Is it possible to work standing up?After reading a bunch of articles and different studies on stagnant jobs, he decided to try himself this kind of workplace organization. Besides, the American society for cancer control found that among 123 thousand people observed over 18 years of age the mortality was higher in those who spent sitting more than 6 hours per day. Another study with 200 thousand participants showed that even those who are at least 5 hours per week spends on physical exercise and moderate physical activity, higher risk of death and disease if prolonged time in a sitting position. It was even an experiment that showed that when you work at a standing Desk increases productivity by 10%.
And now Michael has collected. Pleased with himself, worked for a while and decided tomorrow morning to work all day for such a "standing" Desk. The next day he found that after an hour his feet began to tire, and the back start to "pull". To stay in the upright position, I had to make the effort, moreover, started to go numb shoulders.
Initially, a small muscle pain was perceived by our experimenter-startups as a nice normal pain from workouts. After 2 hours he decided to take a break and the opportunity to finally sit down seemed the greatest invention of mankind.
After the break, he continued — but 20 minutes later was forced to stretch, then change a leg, transferring her entire weight to give the other leg a break. In General, the end of such working day, still behind the usual "sedentary" table, Michael felt a small hatred towards their new workplace. It is not simply inspired him and didn't do productive, and Vice versa — from distracting and wildly annoying.
But he decided not to give up and get used to the new way of working. On average, feet he spent 4 hours at his new Desk, but he had to do multiple breaks. In the end, instead of productive work he was forced to constantly be distracted by the rest that led to the decline in total productivity during the working day.
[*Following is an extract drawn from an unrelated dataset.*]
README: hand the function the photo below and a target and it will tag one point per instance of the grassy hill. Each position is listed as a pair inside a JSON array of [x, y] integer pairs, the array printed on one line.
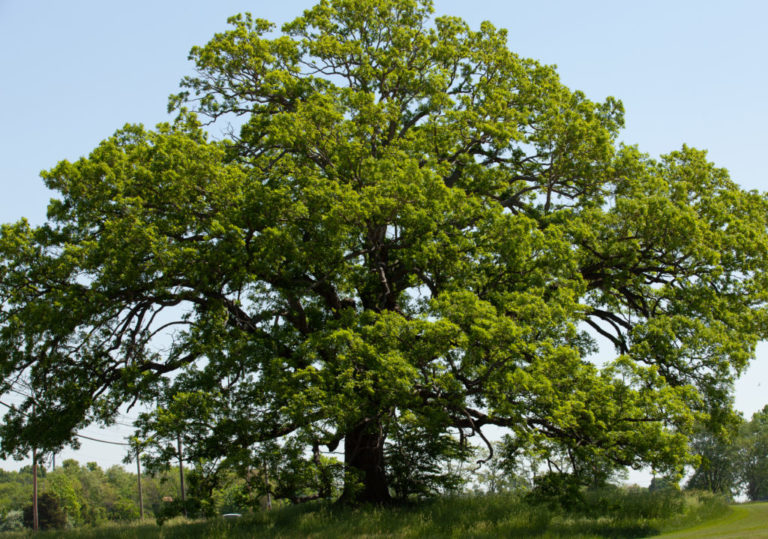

Yes, a standing workplace helps to focus during tasks such as writing letters and checking email, but when reading or thinking about ideas when I needed more time, productivity decreased because the fatigue in the legs and back distracted from those ideas and tasks that had to be assessed and addressed. Instead of wasting time on the work, ideas and analysis of information, Michael began to spend it to fight fatigue. In the end, from his new trendy standing Desk he refused.
Work sitting as a bad habit of our premininary experiment with standing work space does not negate the other side of the problem: we have little work sitting will start to kill less people than Smoking or other bad habits. In fact, today behind the screens of laptops and computers we spend sitting significantly longer than conducted the previous generation.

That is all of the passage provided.